Migalhas de Peso

Governança corporativa: Do privado ao público

Cuidar da governança como um bem de todos.

4/2/2021

(Imagem: Arte Migalhas.)

A governança corporativa progride a cada dia no mundo, há pelo menos cinquenta anos. O “equilíbrio de poderes” entre a diretoria executiva, o conselho de administração e os acionistas já estava bem delineado nas normas que tratam do tema nas principais jurisdições do capitalismo central e periférico. Todavia, os checks & balances necessários ao pleno e adequado funcionamento da governança empresarial dependem, de facto, de normas ainda mais específicas e de “melhores práticas”. Estas últimas são muito menos relevantes em função da sua positivação em contratos e estatutos sociais e, eventualmente, acordos de acionistas, e muito mais críticos em função da atuação do corpo gerencial (gerentes, diretores executivos) e conselhos com os comitês assessores. Com efeito, a prática é muito mais determinante do sucesso empresarial do que aquilo que está estabelecido formalmente.

Diversos fatores fundamentais determinam a efetividade da governança corporativa do ponto de vista do exercício direto das ações diretivas e consultivas das empresas, tais quais, a gestão do capital, a estratégia empresarial de longo prazo, a inovação tecnológica e gestão das pessoas (que também são profissionais) e a administração dos negócios voltada para a sustentabilidade ambiental e social, dentre tantos temas.

Dentre esses fatores, o exercício efetivo (e não apenas aparente) da boa governança depende da estrutura acionária vigente na empresa. Vejamos.

Empresas familiares dificilmente permitem uma governança a partir da qual o desenvolvimento dos temas da modernidade da gestão empresarial possa ser feito sem que os líderes da família tenham engajamento explícito e sólido em relação ao desenvolvimento dos negócios. De fato, o sucesso ou não deste tipo de governança depende de fatores pessoais e profissionais dos empreendedores. Os defeitos e qualidades dos membros das famílias engajadas na governança se misturam com as suas capacidades de exercer a boa gestão e governança empresarial, mesmo que as empresas sejam profissionalizadas.

No outro extremo, temos as empresas sem controle definido (corporations), nas quais os aspectos formais e o sistema de pesos e contrapesos da governança corporativa são muito mais importantes. O equilíbrio de poder entre a gestão e a supervisão dos gestores tem de ser muito mais refinado, efetivo e sólido para que exista o sucesso dos negócios para todos os stakeholders. O grande risco, neste caso, é a “tomada de poder” dos gestores que se encastelam na defesa de seus interesses mais diretos e de curto prazo os quais usualmente colidem com os objetivos mais orgânicos do crescimento e desenvolvimento das empresas. Aqui, não é incomum que se enfraqueça o sistema de controles atraindo conselheiros e membros de comitês que se aliam com os gestores para, assim, desviar os objetivos sociais na direção dos interesses dos principais executivos das empresas. Os excessos em relação à remuneração e bonificação dos gestores são sinais deste processo. Ademais, neste contexto, a gestão de risco se deteriora e a possibilidade de colapsos operacionais e financeiros aumenta. O desenvolvimento do capitalismo norte-americano, por exemplo, transitou das empresas familiares para esse modelo de corporations, sobretudo a partir dos anos 1960.

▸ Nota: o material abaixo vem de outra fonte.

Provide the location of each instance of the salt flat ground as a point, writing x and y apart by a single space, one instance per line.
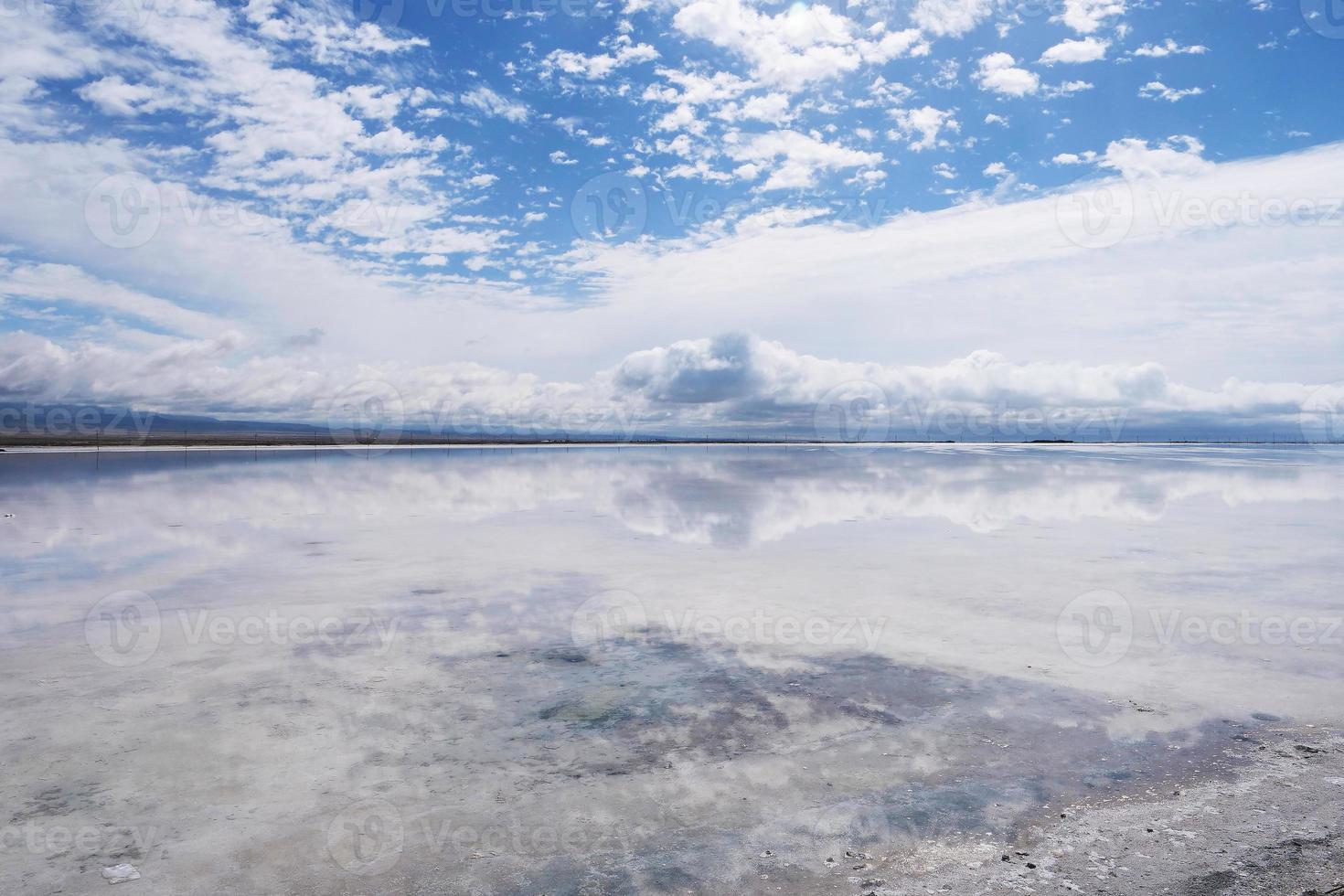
672 669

Esses modelos de estrutura acionária têm seus riscos, como os que sumariamente citamos. Todavia, o desenvolvimento do capitalismo global demonstra que o tema já transpassa o campo microeconômico e avança sobre camadas econômicas e sociais cada vez mais extensas. Grande parte das participações acionárias serve à aposentadoria e às pensões de pessoas. Logo, a governança corporativa, de natureza tipicamente privada, ganha contornos que a elevam ao nível de “interesse público”. Afinal, o fracasso de empresas pode significar perdas substanciais para os indivíduos. O capitalismo da economia social de mercado é composto por “capitalistas” que são em sua grande maioria “trabalhadores” do chão das fábricas até os profissionais mais liberais.
Ao destacar estas questões vê-se que os direitos difusos e sociais, já tão relevantes para o campo do direito consumerista ou ambiental, estão cada vez mais relacionados com a governança corporativa.

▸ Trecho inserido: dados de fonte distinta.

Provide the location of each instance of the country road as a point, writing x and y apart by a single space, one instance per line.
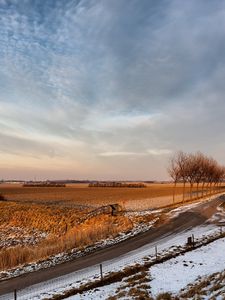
196 215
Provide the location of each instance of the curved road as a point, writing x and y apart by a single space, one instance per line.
192 217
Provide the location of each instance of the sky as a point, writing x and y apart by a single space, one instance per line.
109 89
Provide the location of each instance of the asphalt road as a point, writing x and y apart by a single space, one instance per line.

Em tempos de pandemia e em meio a tragédia humana mais relevante desde a segunda grande guerra, o comportamento dos diretores e conselheiros das empresas, sobretudo as de grande porte, bem como, dos investidores no mercado financeiro e de capital, têm de ser engajado na tarefa de cuidar da governança como um bem de todos e não somente daqueles que diretamente atuam na consecução dos objetivos empresariais. A Terra não é plana, mas mundo empresarial está cada vez mais plano.

 

Francisco Petros
Advogado, sócio responsável pela área societária, compliance e de governança corporativa do escritório Fernandes, Figueiredo, Françoso e Petros Advogados.